Despite the claims of the liberal press that the AKP is the only 
democratic force in the country that is capable of breaking with 
the bad old ways, the gap between the rhetoric and actions of the 
AKP government is widening and its false liberal credentials are 
being exposed by the day. It has been walking a tightrope. It is 
in this context that we should view its sop to the working class 
of declaring May Day an official holiday and allowing the trade 
unions to hold a joint May Day rally in Taksim Square. The police 
and security forces were held back.

And the trade union-organised rally won huge support. A generation 
of old militants who had taken part in the demonstrations in the 
same square in the 70s returned to commemorate their fallen 
comrades and show their grandchildren where they were on Bloody 
May Day 1977. The nostalgia of the older generation aside, the 
younger generation finally felt something had been achieved.

However, the demonstration showed the left in its true state - in 
tatters. Its fragmented parts, neither willing nor able to 
organise unitedly, were exposed as what they are - relics of a 
bygone age, each distinguished by their separate slogans of 
yesteryear. Their efforts to support practical working class 
struggles are deflected and warped.

All in all, though, May Day 2010 marks a positive step towards a 
new consciousness. The working class is frustrated by the 
impotence that fragmentation produces. It is not content with 
curtailed trade union and political rights graciously conceded by 
the ‘liberal’ AKP. It will not be bought off by the palliatives of 
the government and demands, instead, genuine, substantitive change.

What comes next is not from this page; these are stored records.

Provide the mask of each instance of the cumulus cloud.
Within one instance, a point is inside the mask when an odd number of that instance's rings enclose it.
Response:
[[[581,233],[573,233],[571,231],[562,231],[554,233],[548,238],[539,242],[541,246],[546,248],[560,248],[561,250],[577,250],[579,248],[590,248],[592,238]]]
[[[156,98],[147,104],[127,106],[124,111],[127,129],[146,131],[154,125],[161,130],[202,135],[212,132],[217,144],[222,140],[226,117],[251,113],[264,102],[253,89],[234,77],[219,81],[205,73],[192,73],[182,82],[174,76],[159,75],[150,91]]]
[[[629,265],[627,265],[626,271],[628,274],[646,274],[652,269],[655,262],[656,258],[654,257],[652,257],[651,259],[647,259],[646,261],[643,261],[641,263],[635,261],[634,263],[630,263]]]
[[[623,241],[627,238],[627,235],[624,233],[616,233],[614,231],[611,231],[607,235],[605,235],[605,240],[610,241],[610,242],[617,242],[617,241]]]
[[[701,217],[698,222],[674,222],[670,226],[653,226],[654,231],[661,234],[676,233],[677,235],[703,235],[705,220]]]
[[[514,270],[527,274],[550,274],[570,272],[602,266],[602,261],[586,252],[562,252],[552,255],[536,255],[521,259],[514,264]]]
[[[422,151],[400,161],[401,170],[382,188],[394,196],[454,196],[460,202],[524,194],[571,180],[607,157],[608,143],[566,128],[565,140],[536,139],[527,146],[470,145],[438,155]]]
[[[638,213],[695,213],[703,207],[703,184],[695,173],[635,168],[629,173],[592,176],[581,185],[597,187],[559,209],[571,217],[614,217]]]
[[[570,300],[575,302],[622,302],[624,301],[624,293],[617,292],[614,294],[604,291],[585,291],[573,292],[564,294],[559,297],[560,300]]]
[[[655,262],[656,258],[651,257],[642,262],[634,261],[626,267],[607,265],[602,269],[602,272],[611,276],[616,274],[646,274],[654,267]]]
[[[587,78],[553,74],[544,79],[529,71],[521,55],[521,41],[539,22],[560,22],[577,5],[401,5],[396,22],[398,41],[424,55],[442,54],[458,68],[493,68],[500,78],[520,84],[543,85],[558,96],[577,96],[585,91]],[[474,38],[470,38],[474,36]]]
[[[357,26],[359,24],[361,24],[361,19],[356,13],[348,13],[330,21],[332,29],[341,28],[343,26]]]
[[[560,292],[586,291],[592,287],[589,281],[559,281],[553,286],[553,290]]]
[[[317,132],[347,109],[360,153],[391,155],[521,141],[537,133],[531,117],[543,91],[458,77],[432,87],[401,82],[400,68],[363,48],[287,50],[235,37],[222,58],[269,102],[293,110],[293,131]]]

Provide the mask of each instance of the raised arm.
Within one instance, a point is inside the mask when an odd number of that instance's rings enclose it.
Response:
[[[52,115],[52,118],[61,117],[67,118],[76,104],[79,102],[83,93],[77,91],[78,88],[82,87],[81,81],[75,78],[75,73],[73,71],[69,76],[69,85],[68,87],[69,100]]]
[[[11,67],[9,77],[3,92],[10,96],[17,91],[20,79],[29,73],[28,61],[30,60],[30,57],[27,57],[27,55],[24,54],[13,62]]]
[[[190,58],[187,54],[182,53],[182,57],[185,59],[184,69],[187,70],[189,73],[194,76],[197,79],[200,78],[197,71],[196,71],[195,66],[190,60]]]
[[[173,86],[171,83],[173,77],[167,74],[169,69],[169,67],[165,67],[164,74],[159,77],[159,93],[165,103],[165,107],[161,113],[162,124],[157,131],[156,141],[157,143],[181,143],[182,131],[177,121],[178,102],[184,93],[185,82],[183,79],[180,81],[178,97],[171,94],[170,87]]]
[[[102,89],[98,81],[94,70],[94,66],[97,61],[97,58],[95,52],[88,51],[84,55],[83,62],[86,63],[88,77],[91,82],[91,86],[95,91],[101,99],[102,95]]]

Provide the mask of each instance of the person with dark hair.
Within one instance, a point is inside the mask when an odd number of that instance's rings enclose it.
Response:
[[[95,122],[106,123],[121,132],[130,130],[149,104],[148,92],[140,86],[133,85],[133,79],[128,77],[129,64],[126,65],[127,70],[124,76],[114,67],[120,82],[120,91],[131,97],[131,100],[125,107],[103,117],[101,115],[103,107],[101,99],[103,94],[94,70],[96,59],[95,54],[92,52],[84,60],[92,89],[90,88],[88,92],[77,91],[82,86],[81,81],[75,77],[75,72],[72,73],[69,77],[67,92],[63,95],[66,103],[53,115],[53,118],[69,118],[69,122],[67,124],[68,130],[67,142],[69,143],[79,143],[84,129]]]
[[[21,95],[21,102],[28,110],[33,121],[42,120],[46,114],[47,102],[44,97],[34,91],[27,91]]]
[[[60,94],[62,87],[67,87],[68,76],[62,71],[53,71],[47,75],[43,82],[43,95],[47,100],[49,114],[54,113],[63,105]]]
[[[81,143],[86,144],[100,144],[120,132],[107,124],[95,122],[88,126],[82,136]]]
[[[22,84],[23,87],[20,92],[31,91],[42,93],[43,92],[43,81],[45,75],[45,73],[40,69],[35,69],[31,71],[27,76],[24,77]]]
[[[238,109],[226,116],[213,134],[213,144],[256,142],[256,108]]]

Working class militants will continue to call for a secular and 
democratic republic. They will continue to uphold the national 
rights of the Kurds and fight for an end to discrimination against 
all minorities. Their task is more than ever to bring all these 
forces together in an organisation that looks beyond the horizons 
set by the bourgeoisie.

The working class of Turkey must strive for greater unity in 
struggle with its counterparts across the globe. It must move 
beyond simple economic demands, and embrace the democratic culture 
of the international working class in the battle for the most 
advanced politics and organisational structures.